「野中くん発 ジブリだより」 6月号

 すでに報道されたとおり、先月開催された第69回カンヌ国際映画祭で、スタジオジブリ最新作「レッドタートル ある島の物語」(マイケル・デュドク・ドゥ・ヴィット監督)が「ある視点」部門の特別賞を受賞しました。"映画そのものが特別""映像と音のポエジー"と高く評価されての受賞です。カンヌ国際映画祭は毎年5月の開催なので、ジブリの新作はいつもまだ制作中で出品は無理でした。しかし本作は春に完成したので、ちょうどカンヌに間に合いました。賞の対象となる、オフィシャルセレクションの「ある視点」部門に初めて出品出来た新作が賞を頂けて本当に嬉しいです。日本公開は9月17日(土)。ご期待下さい。

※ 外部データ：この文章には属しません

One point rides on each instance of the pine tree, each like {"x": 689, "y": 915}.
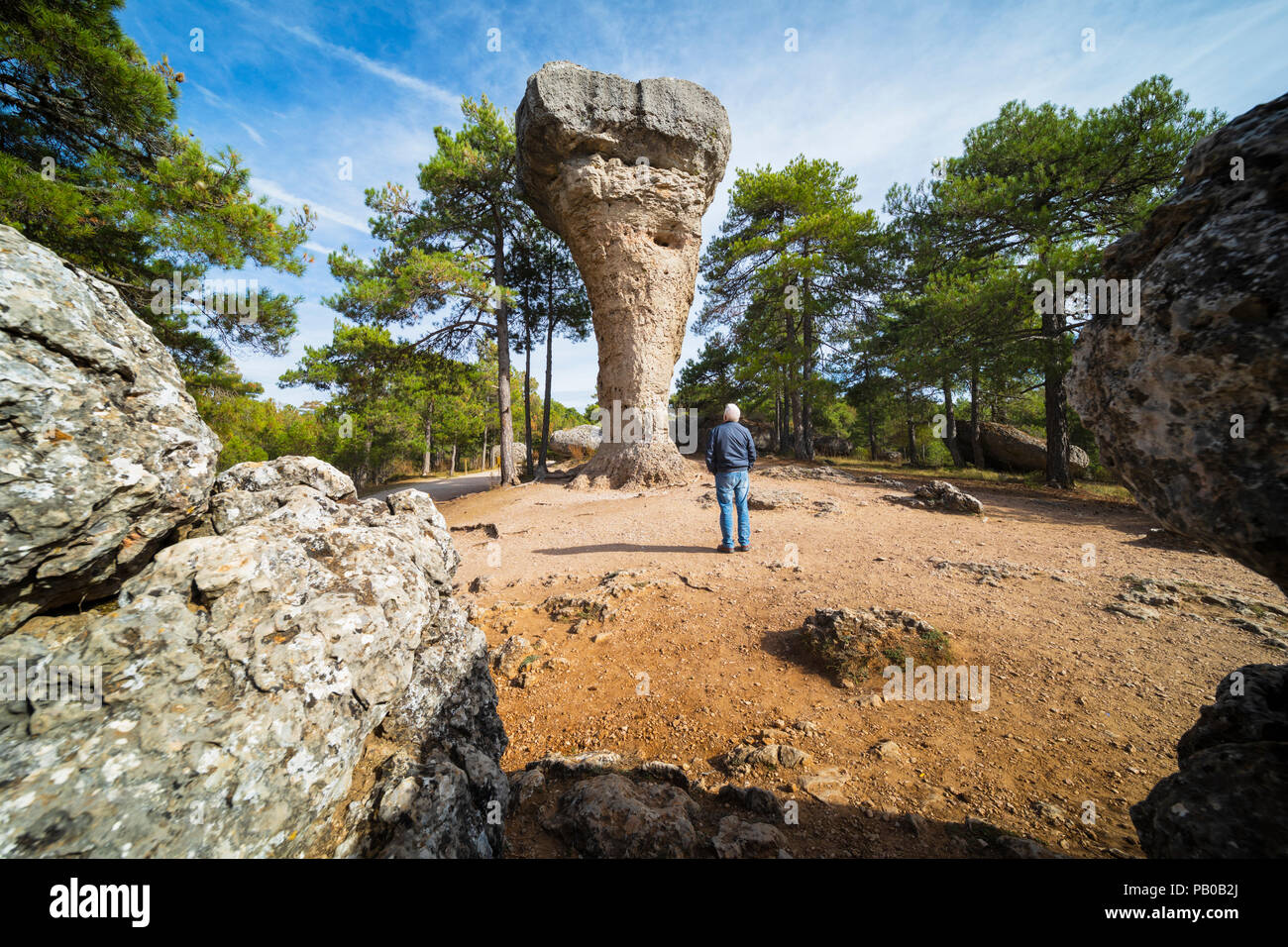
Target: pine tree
{"x": 93, "y": 166}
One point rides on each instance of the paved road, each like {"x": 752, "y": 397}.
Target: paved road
{"x": 445, "y": 487}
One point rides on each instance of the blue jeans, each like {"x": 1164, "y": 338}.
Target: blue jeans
{"x": 732, "y": 489}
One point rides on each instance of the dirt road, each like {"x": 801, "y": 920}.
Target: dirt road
{"x": 1085, "y": 709}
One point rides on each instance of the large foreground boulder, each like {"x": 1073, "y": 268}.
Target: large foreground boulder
{"x": 102, "y": 454}
{"x": 1227, "y": 800}
{"x": 246, "y": 665}
{"x": 1189, "y": 405}
{"x": 623, "y": 172}
{"x": 1010, "y": 449}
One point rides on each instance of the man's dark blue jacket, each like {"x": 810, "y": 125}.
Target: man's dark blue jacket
{"x": 730, "y": 449}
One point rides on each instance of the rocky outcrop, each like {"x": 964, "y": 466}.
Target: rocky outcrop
{"x": 1227, "y": 800}
{"x": 578, "y": 442}
{"x": 283, "y": 674}
{"x": 243, "y": 673}
{"x": 1010, "y": 449}
{"x": 613, "y": 817}
{"x": 832, "y": 446}
{"x": 1188, "y": 405}
{"x": 623, "y": 172}
{"x": 938, "y": 495}
{"x": 102, "y": 454}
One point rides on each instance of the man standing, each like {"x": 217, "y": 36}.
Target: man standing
{"x": 730, "y": 455}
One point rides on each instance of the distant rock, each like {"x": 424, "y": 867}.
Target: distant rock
{"x": 832, "y": 446}
{"x": 938, "y": 495}
{"x": 102, "y": 454}
{"x": 741, "y": 839}
{"x": 1010, "y": 449}
{"x": 1189, "y": 405}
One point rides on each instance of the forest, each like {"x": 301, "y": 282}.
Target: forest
{"x": 875, "y": 333}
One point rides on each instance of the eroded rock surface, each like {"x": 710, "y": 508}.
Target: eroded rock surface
{"x": 1207, "y": 361}
{"x": 1227, "y": 800}
{"x": 258, "y": 664}
{"x": 243, "y": 674}
{"x": 623, "y": 172}
{"x": 102, "y": 454}
{"x": 1010, "y": 449}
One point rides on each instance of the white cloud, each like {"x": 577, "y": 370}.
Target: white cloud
{"x": 253, "y": 133}
{"x": 275, "y": 192}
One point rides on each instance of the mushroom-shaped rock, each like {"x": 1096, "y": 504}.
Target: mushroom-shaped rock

 ジブリの新作といえば、小金井のスタジオで現在制作中の、三鷹の森ジブリ美術館オリジナル短編アニメーション「毛虫のボロ」(宮崎駿監督作品)ですが、5月9日(月)に最初のラッシュがありました。この作品はこれまでの方法を大きく変えて、CGを制作工程の中心に用いています。そのため、制作開始から初ラッシュまでいつになく時間がかかりましたが、ラッシュを経て20カットほど完成カットが上がりました。私も観ましたが、映像の質の高さがすごかったです。今後もさらに制作を続けていきます。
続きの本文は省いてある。